Por su lado, el crédito de la adaptación le corresponde a Linda Woolverton, condenada a la hoguera del medio por su desenfocada versión de Alicia en el País de las Maravillas. Ahora los puristas del gremio piden su cabeza por el acabado del libreto de Maléfica.

De acuerdo con los entendidos, la escritora habría cometido una suerte de sacrilegio al sabotear o alterar la esencia de una villana clásica del imaginario infantil. Así, pues, al arquetipo de la bruja se le despoja de su parte diabólica, para adaptarlo al esquema de trabajo humanitario de la protagonista absoluta de la pieza, la hija de Jon Voight y pareja de Brad Pitt, emblema del Hollywood concienciado.

Puede ser la proyección de un cine de la responsabilidad social, la corrección política, la filantropía a favor de los niños abandonados. Todo muy del gusto del Ratón Mickey. Por ahí van los tiros del mensaje del subtexto, a primera vista.

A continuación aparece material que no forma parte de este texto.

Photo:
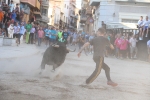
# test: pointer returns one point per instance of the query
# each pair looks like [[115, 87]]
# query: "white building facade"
[[119, 13]]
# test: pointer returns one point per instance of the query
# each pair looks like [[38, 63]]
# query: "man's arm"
[[84, 46]]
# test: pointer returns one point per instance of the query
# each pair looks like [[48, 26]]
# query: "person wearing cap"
[[11, 6], [28, 29]]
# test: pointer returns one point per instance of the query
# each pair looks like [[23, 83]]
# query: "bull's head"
[[62, 44]]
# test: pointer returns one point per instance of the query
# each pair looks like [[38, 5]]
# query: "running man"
[[99, 43]]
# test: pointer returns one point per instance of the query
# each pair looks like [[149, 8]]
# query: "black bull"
[[54, 56]]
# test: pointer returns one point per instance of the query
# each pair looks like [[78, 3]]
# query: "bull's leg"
[[54, 67]]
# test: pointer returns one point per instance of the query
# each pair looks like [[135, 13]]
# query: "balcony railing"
[[45, 19], [30, 2], [83, 19], [89, 11], [95, 2]]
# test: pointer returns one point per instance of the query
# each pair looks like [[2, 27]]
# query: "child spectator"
[[10, 30], [40, 36]]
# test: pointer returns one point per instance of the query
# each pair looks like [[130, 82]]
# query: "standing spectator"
[[47, 33], [65, 36], [148, 49], [16, 32], [81, 41], [17, 8], [11, 30], [53, 36], [60, 34], [140, 26], [146, 27], [90, 39], [1, 15], [40, 36], [21, 15], [28, 28], [133, 47], [13, 16], [6, 22], [22, 31], [112, 40], [11, 6], [75, 38], [37, 27], [123, 47], [117, 45], [32, 32]]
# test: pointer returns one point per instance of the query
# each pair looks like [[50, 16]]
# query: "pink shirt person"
[[118, 42], [40, 33]]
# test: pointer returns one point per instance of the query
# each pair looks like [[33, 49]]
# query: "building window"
[[44, 11], [129, 20]]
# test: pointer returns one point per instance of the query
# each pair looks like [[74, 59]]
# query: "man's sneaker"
[[111, 83]]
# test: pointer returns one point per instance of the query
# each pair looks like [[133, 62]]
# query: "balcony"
[[33, 3], [45, 3], [140, 1], [37, 5], [45, 19], [83, 19], [95, 2], [73, 3], [89, 11], [30, 2]]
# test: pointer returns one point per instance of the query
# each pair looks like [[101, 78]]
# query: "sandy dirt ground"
[[19, 80]]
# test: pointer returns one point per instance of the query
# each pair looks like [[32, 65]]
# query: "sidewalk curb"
[[21, 56]]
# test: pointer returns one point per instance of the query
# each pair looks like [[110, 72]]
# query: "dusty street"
[[19, 80]]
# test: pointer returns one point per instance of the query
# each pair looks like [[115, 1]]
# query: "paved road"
[[19, 80]]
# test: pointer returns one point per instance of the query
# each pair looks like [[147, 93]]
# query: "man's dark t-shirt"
[[99, 43]]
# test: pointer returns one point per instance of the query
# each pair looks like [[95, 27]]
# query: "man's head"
[[101, 32]]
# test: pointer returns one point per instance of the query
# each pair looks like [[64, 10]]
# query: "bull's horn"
[[56, 46], [71, 50]]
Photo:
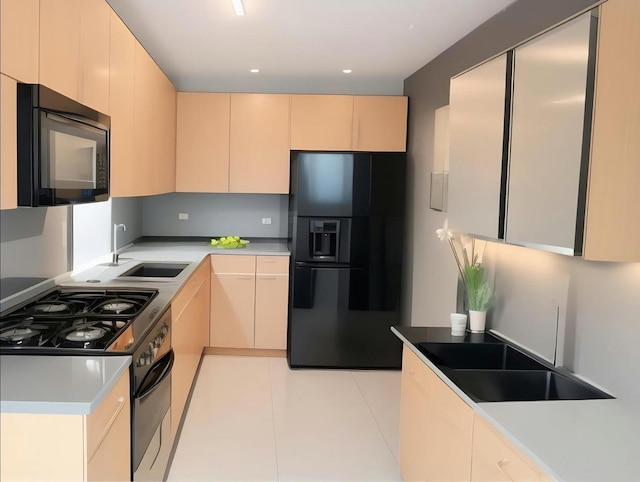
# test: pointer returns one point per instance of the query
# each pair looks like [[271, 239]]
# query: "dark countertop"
[[572, 440], [433, 334]]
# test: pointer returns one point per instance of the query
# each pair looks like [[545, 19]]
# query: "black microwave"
[[63, 149]]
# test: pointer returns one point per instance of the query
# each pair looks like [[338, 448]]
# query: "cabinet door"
[[19, 49], [165, 167], [145, 122], [94, 54], [451, 428], [380, 123], [233, 282], [232, 309], [415, 408], [8, 148], [124, 172], [109, 427], [547, 134], [476, 130], [202, 150], [614, 171], [321, 122], [60, 46], [259, 145], [494, 459], [272, 302]]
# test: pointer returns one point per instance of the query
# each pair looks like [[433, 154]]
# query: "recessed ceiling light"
[[238, 7]]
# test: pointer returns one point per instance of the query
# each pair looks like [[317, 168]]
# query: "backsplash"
[[34, 242], [215, 215]]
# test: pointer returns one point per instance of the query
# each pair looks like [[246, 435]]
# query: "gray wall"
[[215, 215], [127, 211], [597, 303]]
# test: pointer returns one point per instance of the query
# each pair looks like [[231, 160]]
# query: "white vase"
[[477, 321]]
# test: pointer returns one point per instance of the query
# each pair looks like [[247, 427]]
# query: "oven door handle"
[[156, 375]]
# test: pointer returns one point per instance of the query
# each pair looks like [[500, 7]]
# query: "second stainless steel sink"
[[155, 270], [497, 372], [522, 385], [482, 356]]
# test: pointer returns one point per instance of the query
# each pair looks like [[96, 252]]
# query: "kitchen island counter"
[[71, 385], [572, 440]]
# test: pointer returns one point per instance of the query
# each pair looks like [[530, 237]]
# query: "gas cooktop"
[[75, 321]]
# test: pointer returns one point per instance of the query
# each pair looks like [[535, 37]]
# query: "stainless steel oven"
[[151, 403]]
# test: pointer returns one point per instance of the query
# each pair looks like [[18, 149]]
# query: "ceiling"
[[300, 46]]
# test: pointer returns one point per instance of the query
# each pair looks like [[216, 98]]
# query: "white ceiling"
[[299, 45]]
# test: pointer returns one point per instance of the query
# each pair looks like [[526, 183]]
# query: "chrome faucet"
[[114, 260]]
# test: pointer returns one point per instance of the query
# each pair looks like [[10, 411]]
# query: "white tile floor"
[[253, 419]]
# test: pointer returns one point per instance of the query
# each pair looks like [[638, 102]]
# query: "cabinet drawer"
[[272, 264], [188, 290], [233, 264], [100, 421], [495, 459]]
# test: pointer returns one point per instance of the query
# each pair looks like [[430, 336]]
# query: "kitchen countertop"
[[77, 384], [57, 384], [572, 440]]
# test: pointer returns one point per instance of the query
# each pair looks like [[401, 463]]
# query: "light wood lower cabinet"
[[439, 447], [249, 301], [443, 439], [495, 459], [94, 447], [190, 334], [8, 149]]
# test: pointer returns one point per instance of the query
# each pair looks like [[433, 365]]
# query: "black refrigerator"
[[346, 226]]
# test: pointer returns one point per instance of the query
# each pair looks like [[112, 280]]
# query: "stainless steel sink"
[[481, 356], [521, 385], [155, 270], [497, 372]]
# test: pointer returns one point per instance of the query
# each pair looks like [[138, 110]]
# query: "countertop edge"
[[478, 408], [69, 407]]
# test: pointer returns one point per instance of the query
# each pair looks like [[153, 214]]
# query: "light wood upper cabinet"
[[145, 122], [8, 148], [94, 54], [495, 459], [125, 172], [612, 225], [272, 302], [476, 123], [74, 50], [202, 151], [60, 46], [19, 39], [259, 143], [380, 123], [321, 122], [348, 123], [166, 136]]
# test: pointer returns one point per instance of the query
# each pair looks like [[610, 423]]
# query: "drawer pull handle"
[[109, 424]]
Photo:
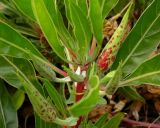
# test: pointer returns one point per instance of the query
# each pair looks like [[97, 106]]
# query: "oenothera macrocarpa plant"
[[119, 65]]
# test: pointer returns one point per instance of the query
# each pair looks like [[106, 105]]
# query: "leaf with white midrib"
[[2, 118], [142, 40], [146, 73]]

En una segunda mirada, el argumento comienza a cobrar otro sentido, más polisémico, menos plano. Grosso modo, el relato alberga el corazón de una filosofía en pleno ascenso dentro de la industria, defendida a capa y espada por los guardianes del emporio del Pato Donald, desde el siglo XX. Es la reivindicación del poder femenino y matriarcal como una manera de enfrentar el dominio de la cultura machista. Por supuesto, también se busca proteger y halagar a una cuota importante del mercado, el de las fanáticas de las princesas y muñecas de la factoría del viejo Walt.    

Sin embargo, Maléfica sabe sortear las adversidades y compromisos del entorno corporativo, a fin de proyectar una serie de ideas entre curiosas y sugerentes, por no decir subversivas. Antes de enumerarlas, debemos reconocer la virtud de crear una secuencia lograda en el clímax.

En un montaje paralelo, la bella durmiente sufre el calvario del hechizo, mientras la señora de los cuernos frena el trote de su caballo, a cámara lenta. Disfrutamos entonces de un momento sublime.

Por último, el desenlace reserva dos mensajes cifrados, para quien quiera leerlos. Atención porque vamos con spoilers hasta la pared de enfrente.

Como ningún hombre da la talla, Maléfica rescata a la bella durmiente con un beso. ¿Prueba de un amor de madre? El cineasta Jonathan Jackubowicz lo considera el manifiesto lésbico (Drag Queen) del año.

Pero lo mejor acontece en el epílogo. Las heroínas dejan atrás el castillo y su reinado de mezquindad, de lujo innecesario. Culminan en el bosque encantado, asumiendo el pleno control de sus vidas. Gozan de libertad e independencia alrededor de una utopía kitsch. Un voto de confianza para los disidentes, aunque bajo el prisma de una típica ilusión de parque temático en 3D.

Sea como sea, lo preferimos ante las obvias confirmaciones del Estado monárquico, de las moralejas conservadoras de costumbre. ¿Cosas del Del buen salvaje al buen revolucionario? Saquen sus propias conclusiones.